Project Rosetta Stone

Nathan Smith | 23-FS-014

Project Overview

The identification of software vulnerabilities can be a laborious process which drains time and money. To expedite the time for manual static-analysis, researchers often use a class of dynamic-analysis called fuzz-testing where the application is run with various inputs to find unwarranted or vulnerable behavior in the code. While effective, fuzz-testing is limited to how effective the initial input corpus the fuzzer uses as well as the code harness which tells the fuzzer how to talk with the application is. These inefficiencies become abundantly clear when targeting applications where code is not available, where the researcher spends more time developing a better input corpus than finding vulnerabilities.

For this reason, we propose a new technique called Input Context Gathering (ICG). ICG uses taint, reaching definition, concolic, and symbolic analysis with the angr software framework to build profiles for different input types to help in recovering information about the input such as how it is read in, the types, how it is parsed, and where it is stored. Project Rosetta Stone (PRS) then creates a grammar output and provides an interface to generate an initial input corpus for fuzz-testing. To test the efficiency improvements, we constrain the targets to custom, pre-compiled Linux ELF-format executables that expect a simple structured input from a configuration file, standard input, socket input, and from the command line. For each input type, there were at least three different variations in parsing the input given. Once an input is successfully parsed, the program crashes to simulate the fuzzer has found the path we wanted it to identify. Each program was then fuzz-tested with AFL++ once with PRS and once without PRS then analyzed for runtimes until first crash.

PRS demonstrated the ability to recover expected structure for inputs into our binary test corpus for configuration file, standard input, socket input, and command line arguments. With this information, it was able to improve fuzzing performance by a considerable amount for our test corpus with some tests completing in less than 10 seconds whereas they would otherwise take hours to a couple days until the first crash.

Mission Impact

Our work aligns with initiatives targeting climate and energy security and harmonizes with the lab's mission in Integrated Deterrence and Technology Competition, thereby contributing to the enhancement of cross-domain technology analysis.
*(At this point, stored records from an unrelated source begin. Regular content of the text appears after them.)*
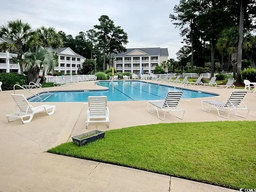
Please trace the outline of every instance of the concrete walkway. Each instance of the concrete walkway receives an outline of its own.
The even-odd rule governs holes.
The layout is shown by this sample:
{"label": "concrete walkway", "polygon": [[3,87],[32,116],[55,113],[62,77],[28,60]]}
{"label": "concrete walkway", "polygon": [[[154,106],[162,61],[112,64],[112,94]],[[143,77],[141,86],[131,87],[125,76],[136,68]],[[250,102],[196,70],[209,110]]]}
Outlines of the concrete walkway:
{"label": "concrete walkway", "polygon": [[[173,84],[172,84],[172,85]],[[220,94],[212,98],[225,101],[232,90],[192,86]],[[101,88],[93,82],[49,88],[48,90]],[[40,91],[34,90],[34,92]],[[71,136],[95,129],[109,130],[104,124],[89,124],[85,129],[87,105],[82,102],[48,103],[55,104],[55,114],[36,115],[31,122],[8,122],[12,113],[12,91],[0,93],[0,191],[232,192],[233,190],[136,169],[64,156],[46,152],[47,149],[70,140]],[[29,94],[23,90],[16,93]],[[210,98],[207,98],[210,99]],[[202,111],[202,98],[183,99],[183,120],[167,114],[164,122],[227,120]],[[248,93],[244,102],[251,110],[247,120],[256,120],[256,94]],[[147,112],[146,101],[109,102],[110,128],[162,123],[156,114]],[[32,103],[33,106],[42,103]],[[227,120],[243,120],[230,115]]]}

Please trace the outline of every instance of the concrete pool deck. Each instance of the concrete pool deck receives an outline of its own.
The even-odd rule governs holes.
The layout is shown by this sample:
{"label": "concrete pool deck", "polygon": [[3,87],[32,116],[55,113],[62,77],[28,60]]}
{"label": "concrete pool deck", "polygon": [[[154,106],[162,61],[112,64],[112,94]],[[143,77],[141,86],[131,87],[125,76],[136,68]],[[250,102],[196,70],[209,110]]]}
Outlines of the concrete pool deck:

Project Rosetta Stone (PRS) aligns with these objectives, providing methodological advancement in identifying vulnerabilities in pre-compiled software and shortening the time required for such identifications. PRS is foundational for extending fuzz-testing efforts in Global Security's E-program, addressing both software and firmware. Moreover, the input recovery capability, ICG, of PRS serves as a valuable technique for malware analysts for the expedited triage of threats emanating from pre-compiled applications. Several projects within the software assurance space at Lawrence Livermore National Laboratory have expressed interest in using the work. While PRS does not have its own follow-on work, the research from PRS will be continued and integrated into software assurance efforts at the lab in the new fiscal year which are funded by the Department of Energy and the Department of Homeland Security.  

Publications, Presentations, and Patents

Nathan K. Smith, "Contextual Analysis: Project Rosetta Stone"(Presentation, Cybersecurity Summer Institute, Livermore, CA, July, 2023).